Looking at the figures for the full year, Garmin was the US market leader with 50.3% market share and growth in line with the overall market. Magellan and TomTom battled it out for second spot while the Thanksgiving promotions opened the door for new competitors such as Mio Technology, which recently announced its intention to acquire Navman, to emerge and make an immediate impact. Consumer electronics retailers, such as Best Buy, Circuit City, CompUSA and RadioShack, as well as national retailers such as WalMart, Target and CostCo and online resellers like Amazon all had bumper quarters.
"With a 'car-park' of over 200 million cars and light trucks in the US, the 2.9 million devices shipped in 2006 is just scratching the surface of US market potential," said Canalys VP and principal analyst Chris Jones. "We expect the PND to become established as a consumer electronics category in its own right in 2007 and the market will at least double over the coming year."
As in EMEA (Europe. Middle East and Africa), where Canalys reports that 10.1 million PNDs shipped in 2006, many more new entrants will be attracted to the opportunity in the US and will launch products in 2007 based on either Navteq or TeleAtlas map data.
Local search, maps and navigation on connected mobile devices are all areas of growing interest to companies such as Google, Microsoft and Yahoo.

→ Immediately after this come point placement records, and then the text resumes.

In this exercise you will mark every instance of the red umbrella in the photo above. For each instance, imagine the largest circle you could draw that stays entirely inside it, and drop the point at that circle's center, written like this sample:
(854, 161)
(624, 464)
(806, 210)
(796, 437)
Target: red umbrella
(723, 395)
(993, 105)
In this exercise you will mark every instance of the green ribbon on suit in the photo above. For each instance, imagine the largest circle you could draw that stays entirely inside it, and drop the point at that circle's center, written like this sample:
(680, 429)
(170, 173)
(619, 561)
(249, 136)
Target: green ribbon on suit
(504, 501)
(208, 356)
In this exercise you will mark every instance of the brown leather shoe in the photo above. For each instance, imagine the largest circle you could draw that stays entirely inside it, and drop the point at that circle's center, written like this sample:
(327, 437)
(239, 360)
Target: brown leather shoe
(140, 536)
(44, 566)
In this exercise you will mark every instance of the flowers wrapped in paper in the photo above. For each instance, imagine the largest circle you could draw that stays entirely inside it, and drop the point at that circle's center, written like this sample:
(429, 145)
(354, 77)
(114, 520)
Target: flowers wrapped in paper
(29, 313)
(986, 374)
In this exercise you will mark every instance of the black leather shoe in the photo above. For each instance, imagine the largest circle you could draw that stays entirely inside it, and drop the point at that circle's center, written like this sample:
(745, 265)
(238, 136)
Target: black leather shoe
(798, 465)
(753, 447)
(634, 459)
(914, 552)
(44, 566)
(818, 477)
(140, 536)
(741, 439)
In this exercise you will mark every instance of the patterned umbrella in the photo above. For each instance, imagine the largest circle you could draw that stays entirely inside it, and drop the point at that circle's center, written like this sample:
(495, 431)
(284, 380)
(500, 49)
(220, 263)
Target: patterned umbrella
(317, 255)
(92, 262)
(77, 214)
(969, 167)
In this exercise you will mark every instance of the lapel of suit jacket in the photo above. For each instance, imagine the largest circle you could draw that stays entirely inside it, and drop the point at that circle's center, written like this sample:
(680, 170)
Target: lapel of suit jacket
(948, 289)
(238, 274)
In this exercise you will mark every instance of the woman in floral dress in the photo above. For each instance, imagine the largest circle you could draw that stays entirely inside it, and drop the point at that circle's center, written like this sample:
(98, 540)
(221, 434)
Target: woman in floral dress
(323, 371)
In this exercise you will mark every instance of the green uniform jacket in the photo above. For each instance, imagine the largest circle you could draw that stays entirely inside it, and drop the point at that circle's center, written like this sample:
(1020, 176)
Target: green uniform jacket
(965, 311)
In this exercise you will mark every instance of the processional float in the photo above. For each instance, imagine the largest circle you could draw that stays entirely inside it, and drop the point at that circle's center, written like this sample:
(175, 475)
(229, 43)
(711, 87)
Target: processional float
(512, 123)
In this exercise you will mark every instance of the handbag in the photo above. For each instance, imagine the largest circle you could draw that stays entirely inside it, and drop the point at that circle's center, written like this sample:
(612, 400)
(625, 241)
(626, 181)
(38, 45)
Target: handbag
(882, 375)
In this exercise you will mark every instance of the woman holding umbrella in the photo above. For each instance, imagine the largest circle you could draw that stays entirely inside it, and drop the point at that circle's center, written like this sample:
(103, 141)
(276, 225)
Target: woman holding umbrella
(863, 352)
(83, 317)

Adding connectivity to PNDs will enable the delivery more dynamic information as well as existing web and new peer-generated content. This was the key new theme for the mobile navigation sector discussed at the Consumer Electronics Show in Las Vegas back in January and is coming to devices in 2007. But Canalys points out that vendors will face many challenges on the road to delivering successful connected navigation devices.

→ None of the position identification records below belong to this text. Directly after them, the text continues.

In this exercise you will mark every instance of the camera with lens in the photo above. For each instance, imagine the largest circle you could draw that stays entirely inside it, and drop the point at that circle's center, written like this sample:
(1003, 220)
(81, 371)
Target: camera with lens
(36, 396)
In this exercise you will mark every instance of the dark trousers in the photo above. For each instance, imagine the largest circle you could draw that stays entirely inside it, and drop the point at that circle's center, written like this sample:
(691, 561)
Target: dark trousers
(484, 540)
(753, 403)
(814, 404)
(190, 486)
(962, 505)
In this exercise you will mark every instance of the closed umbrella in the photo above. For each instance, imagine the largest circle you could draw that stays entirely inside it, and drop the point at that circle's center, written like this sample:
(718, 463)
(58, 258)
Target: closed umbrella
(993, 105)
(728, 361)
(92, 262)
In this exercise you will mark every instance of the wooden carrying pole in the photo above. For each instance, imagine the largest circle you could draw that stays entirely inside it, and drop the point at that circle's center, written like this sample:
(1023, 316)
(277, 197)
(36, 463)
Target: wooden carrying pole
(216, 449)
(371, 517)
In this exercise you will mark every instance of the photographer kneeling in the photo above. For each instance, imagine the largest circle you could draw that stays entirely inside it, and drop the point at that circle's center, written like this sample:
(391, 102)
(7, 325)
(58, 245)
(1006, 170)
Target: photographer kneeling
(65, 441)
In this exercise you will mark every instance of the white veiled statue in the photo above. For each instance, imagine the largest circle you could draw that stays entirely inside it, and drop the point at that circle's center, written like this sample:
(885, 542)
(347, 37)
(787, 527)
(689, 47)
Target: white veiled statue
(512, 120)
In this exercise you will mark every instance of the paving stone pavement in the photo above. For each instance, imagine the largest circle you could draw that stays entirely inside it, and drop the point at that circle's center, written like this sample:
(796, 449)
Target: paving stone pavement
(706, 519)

"Once you start talking about connected devices you face a lot of hurdles," Jones added. "Routes to market that worked well for an unconnected product may no longer be viable because of the need to sell data access plans alongside the box. Also, when moving beyond the US, international roaming charges and per-megabyte data pricing raise significant adoption and usage barriers. The ability of current mobile phone channels to explain the navigation proposition and sell more complex devices is far from proven. Device complexity in itself is an issue, in terms of the increased bill-of-materials in what is already a highly price-competitive market, and usability, which can raise safety and legislative issues when you are talking about interaction while driving."